Write and read operations of the conventional memory cells of FIG. 4 will now be described in greater detail.
In conventional write operation of the memory cells MC of FIG. 4, the memory cells MC may use an accumulation of a number of holes, which may be the majority carrier in the floating body of the NMOS transistor which may constitute the memory cell MC. For the write operation, a ground voltage may be applied to the common source line SL, a positive voltage of a first voltage level may be applied to the word line, and a positive voltage of a second voltage level may be applied to the bit line. A relatively large number of electron-hole pairs may be generated around the drain of the NMOS transistor by impact ionization. Of the electron-hole pairs, the electrons may be absorbed to the drain, and the holes may be stored in the floating body, such that the first logic level (e.g., a higher logic level or logic “1”) may be written. Alternatively, if a positive voltage of the first voltage level is applied to the word line and a negative voltage of a third voltage level is applied to the bit line, the floating body and the drain may be forward-biased, and a majority of the holes stored in the floating body may be discharged to the drain, such that the second logic level (e.g., a lower logic level or logic “0”) may be written. A threshold voltage of the NMOS transistor may be reduced if the first logic level is stored, whereas the threshold voltage of the NMOS transistor may be raised if the second logic level is stored. Thus, the threshold voltage of the NMOS transistor storing the first logic level (e.g., a higher logic level or logic “1”) may be lower than the threshold voltage of the NMOS transistor storing the second logic level (e.g., a lower logic level or logic “0”). Accordingly, data may be read based on the threshold voltage of the NMOS transistor during a read operation.

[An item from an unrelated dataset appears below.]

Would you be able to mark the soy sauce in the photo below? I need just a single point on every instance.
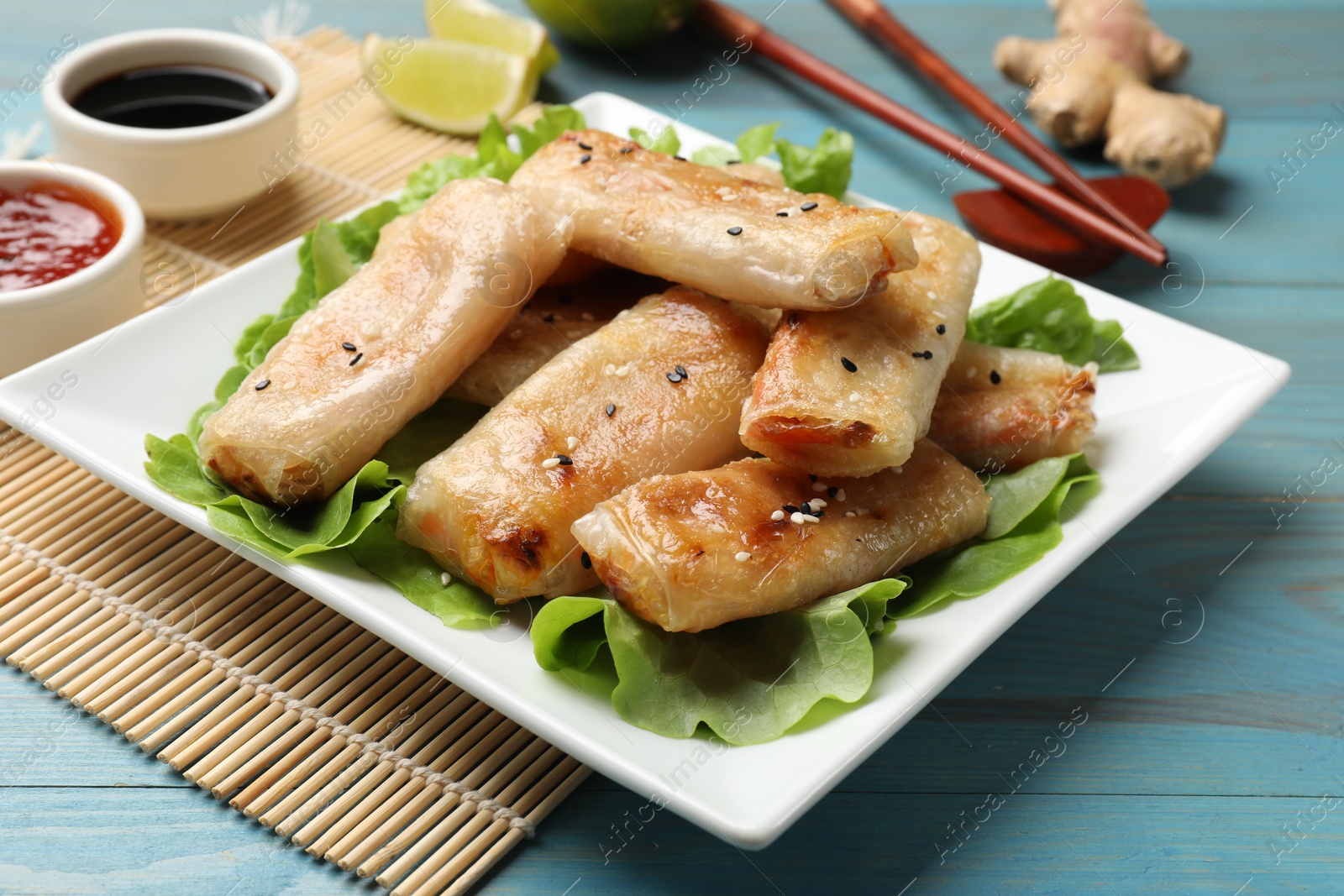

In conventional operation of the memory cells MC of FIG. 4, after the write operation, a negative voltage may be applied to the word line to maintain a state of the threshold voltage of the NMOS transistor storing the first logic level (e.g., a higher logic level or logic “1”). A read operation may thereafter be performed in the data maintaining state.

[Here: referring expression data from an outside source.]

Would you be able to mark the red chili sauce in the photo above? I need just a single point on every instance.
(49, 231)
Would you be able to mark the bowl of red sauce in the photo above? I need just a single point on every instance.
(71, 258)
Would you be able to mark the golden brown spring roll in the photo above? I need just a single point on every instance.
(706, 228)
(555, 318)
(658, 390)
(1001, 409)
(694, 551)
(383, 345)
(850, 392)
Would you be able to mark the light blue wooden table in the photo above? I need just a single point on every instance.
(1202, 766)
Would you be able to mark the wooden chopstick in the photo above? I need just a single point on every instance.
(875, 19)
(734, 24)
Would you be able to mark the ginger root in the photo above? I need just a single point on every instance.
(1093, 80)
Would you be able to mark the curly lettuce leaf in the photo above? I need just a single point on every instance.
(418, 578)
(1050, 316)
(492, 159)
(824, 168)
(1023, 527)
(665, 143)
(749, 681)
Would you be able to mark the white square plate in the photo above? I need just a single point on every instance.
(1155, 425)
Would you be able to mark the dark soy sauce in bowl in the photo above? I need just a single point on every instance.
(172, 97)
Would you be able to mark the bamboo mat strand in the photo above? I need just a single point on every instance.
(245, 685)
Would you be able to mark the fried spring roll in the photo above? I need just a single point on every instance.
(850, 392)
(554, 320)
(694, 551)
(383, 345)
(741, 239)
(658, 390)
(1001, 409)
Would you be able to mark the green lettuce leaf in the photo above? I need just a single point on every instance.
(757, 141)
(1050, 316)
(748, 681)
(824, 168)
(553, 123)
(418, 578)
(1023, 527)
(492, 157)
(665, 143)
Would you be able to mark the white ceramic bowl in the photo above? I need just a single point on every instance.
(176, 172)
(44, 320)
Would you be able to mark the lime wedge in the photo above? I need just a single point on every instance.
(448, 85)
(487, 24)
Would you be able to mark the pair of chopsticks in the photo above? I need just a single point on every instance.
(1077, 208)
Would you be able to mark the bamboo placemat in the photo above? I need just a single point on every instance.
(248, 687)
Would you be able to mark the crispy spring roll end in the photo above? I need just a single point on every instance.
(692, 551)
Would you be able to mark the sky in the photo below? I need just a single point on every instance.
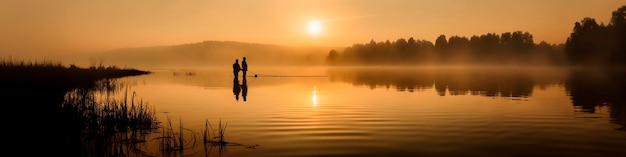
(41, 27)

In conventional read operation of the memory cells MC of FIG. 4, a ground voltage may be applied to the common source line SL, and a voltage between a threshold voltage of the NMOS transistor corresponding to the first logic level and the second logic level may be applied to the word line. An electric current need not flow through the NMOS transistor storing the second logic level, but an electric current may flow through the NMOS transistor storing the first logic level. Thus, if the NMOS transistor stores a threshold voltage corresponding to the second logic level, there may be substantially no electric current change in the bit line connected to the NMOS transistor, and there may be at least some electric current adjustment occurring in the bit line connected to the NMOS transistor if the NMOS transistor is storing the first logic level. Thus, the first and second logic levels may be interpreted based upon a detection of whether or not an electric current fluctuation of the bit line.
As described above, conventional semiconductor memory devices may perform write and read operations by adjusting a level of the voltage applied to the word line and a level of the voltage applied to the bit line, to be set to the positive or negative level, while a ground voltage may be applied to the common source line SL.